10 7日間

 シャンタルがマユリアとラーラ様から切り離されて7日が経った。


 その間、自分を取り戻したシャンタルは面白いように色んな知識を吸収していき、まだまだ幼いところがあるとはいえ、他人とある程度の会話を交わせる程度には成長した。


「ミーヤ、これはどうするの?」

「これはですね、こうして……はい、リボンが結べました」

「ありがとう」


 表情は相変わらず乏しいが、やってもらったことに礼を言うまでになっている。

 見ているだけなら大変愛らしく、また美しい子どもであるので見惚れてしまうこともある。

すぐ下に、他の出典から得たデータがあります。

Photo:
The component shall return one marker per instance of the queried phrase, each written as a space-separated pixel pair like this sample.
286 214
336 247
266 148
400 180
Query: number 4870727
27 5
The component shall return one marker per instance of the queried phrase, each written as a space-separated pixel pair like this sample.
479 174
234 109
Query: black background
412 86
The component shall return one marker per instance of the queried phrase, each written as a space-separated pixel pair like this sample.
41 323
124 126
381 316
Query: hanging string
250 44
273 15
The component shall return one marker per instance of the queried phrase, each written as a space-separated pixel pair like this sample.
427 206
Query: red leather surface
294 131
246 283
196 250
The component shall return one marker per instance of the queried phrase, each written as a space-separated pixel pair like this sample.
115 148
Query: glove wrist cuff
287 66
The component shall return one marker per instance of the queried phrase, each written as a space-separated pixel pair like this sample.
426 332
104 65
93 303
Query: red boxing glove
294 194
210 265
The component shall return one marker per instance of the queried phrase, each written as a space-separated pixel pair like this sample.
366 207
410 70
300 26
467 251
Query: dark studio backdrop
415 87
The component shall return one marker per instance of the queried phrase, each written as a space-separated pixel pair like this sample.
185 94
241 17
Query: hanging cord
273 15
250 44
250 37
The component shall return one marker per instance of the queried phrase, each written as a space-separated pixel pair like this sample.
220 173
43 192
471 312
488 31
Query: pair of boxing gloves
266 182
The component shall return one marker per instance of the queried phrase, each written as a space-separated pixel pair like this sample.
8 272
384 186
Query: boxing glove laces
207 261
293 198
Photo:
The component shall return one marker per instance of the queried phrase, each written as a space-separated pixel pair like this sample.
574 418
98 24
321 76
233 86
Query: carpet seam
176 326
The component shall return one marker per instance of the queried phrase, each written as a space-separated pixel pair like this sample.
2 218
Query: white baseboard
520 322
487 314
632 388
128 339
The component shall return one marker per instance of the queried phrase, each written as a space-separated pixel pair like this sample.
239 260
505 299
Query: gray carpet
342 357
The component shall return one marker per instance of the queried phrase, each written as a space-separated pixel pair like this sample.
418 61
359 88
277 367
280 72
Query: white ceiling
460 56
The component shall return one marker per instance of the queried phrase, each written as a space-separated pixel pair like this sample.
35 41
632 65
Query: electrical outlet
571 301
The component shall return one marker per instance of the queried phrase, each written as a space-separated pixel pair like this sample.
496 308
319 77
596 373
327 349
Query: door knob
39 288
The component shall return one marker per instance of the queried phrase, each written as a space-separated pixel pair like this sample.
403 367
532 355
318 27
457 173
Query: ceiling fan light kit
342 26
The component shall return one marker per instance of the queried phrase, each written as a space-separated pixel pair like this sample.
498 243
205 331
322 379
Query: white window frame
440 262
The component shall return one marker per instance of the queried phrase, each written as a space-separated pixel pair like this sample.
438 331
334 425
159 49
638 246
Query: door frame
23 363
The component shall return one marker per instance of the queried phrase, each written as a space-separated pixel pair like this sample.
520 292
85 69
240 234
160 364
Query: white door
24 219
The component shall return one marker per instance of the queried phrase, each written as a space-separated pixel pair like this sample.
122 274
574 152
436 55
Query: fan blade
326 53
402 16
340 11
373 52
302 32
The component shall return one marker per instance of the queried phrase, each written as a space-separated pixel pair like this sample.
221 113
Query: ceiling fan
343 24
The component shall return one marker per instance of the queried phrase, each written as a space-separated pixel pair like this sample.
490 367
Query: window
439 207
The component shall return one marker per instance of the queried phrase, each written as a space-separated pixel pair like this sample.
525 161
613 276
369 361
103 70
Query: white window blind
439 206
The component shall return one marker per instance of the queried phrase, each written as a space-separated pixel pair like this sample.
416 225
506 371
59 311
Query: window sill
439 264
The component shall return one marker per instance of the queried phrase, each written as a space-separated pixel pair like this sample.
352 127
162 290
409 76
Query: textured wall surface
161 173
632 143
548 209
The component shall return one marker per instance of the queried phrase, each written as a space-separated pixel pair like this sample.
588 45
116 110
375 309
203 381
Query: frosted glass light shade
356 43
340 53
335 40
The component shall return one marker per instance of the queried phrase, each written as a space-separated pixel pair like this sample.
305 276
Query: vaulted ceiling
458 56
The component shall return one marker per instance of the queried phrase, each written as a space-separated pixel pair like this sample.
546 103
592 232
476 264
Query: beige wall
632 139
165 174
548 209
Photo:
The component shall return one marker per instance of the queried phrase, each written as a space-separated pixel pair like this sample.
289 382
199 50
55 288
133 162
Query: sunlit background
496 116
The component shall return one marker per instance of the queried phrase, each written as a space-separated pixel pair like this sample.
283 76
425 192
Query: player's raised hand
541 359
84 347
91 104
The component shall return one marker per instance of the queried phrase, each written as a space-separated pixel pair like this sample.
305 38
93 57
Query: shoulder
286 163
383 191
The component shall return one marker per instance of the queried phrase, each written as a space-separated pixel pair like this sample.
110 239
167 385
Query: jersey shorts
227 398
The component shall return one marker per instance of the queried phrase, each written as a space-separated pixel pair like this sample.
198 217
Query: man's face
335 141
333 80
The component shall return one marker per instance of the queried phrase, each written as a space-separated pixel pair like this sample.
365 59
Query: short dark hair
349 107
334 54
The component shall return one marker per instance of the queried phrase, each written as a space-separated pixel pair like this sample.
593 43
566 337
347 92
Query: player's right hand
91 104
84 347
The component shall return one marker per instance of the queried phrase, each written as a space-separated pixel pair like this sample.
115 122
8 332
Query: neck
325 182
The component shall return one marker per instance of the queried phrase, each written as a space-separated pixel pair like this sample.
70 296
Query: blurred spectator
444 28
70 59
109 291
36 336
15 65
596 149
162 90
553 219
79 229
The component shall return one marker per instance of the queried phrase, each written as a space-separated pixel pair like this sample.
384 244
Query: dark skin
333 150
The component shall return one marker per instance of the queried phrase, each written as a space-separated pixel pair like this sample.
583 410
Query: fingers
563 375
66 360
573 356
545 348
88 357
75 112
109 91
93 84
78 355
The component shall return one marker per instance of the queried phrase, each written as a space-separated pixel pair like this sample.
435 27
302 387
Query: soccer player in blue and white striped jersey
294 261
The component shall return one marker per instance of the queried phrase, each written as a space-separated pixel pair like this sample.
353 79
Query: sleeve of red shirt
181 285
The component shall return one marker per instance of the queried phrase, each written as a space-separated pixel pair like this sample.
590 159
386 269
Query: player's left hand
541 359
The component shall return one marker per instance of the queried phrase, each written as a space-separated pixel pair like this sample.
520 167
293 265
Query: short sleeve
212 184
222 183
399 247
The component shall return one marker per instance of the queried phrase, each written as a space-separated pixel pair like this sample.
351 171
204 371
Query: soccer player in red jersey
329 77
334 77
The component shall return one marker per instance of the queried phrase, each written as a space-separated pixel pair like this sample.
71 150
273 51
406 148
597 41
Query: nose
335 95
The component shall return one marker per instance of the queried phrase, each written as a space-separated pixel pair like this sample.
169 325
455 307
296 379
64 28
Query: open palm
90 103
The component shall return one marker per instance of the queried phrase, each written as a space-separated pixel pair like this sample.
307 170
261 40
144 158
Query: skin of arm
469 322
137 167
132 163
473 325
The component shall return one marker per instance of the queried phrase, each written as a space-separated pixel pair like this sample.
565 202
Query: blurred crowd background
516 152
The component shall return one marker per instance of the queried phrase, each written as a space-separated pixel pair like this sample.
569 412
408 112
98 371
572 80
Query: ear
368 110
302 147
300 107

 ただ、今でもやはり頭の中でマユリアとラーラ様に語りかけているらしい。そうして返事をもらえないとため息をついたりもする。

 そんな時には胸が痛むものの、シャンタルのため、と歯を食いしばるようにして見ぬ振りをする。


「とてもお可愛らしくて心が溶けそうなほどです……ですが、求めているのはそうではないのです」

「はい……」


 この後はシャンタルに自分が置かれている今の状況を知らせ、トーヤに助けを求めさせなければならない。どのようにその話をすればいいのか、キリエが深いため息をつく。


「つらいことです……」

「はい……」


 今、やっと知った新しい世界の色んなものに夢中になっているシャンタル、見るもの聞くもの全てが輝いて見えるに違いない。そのシャンタルに残酷ざんこくな現実をどうやって知らせるべきか。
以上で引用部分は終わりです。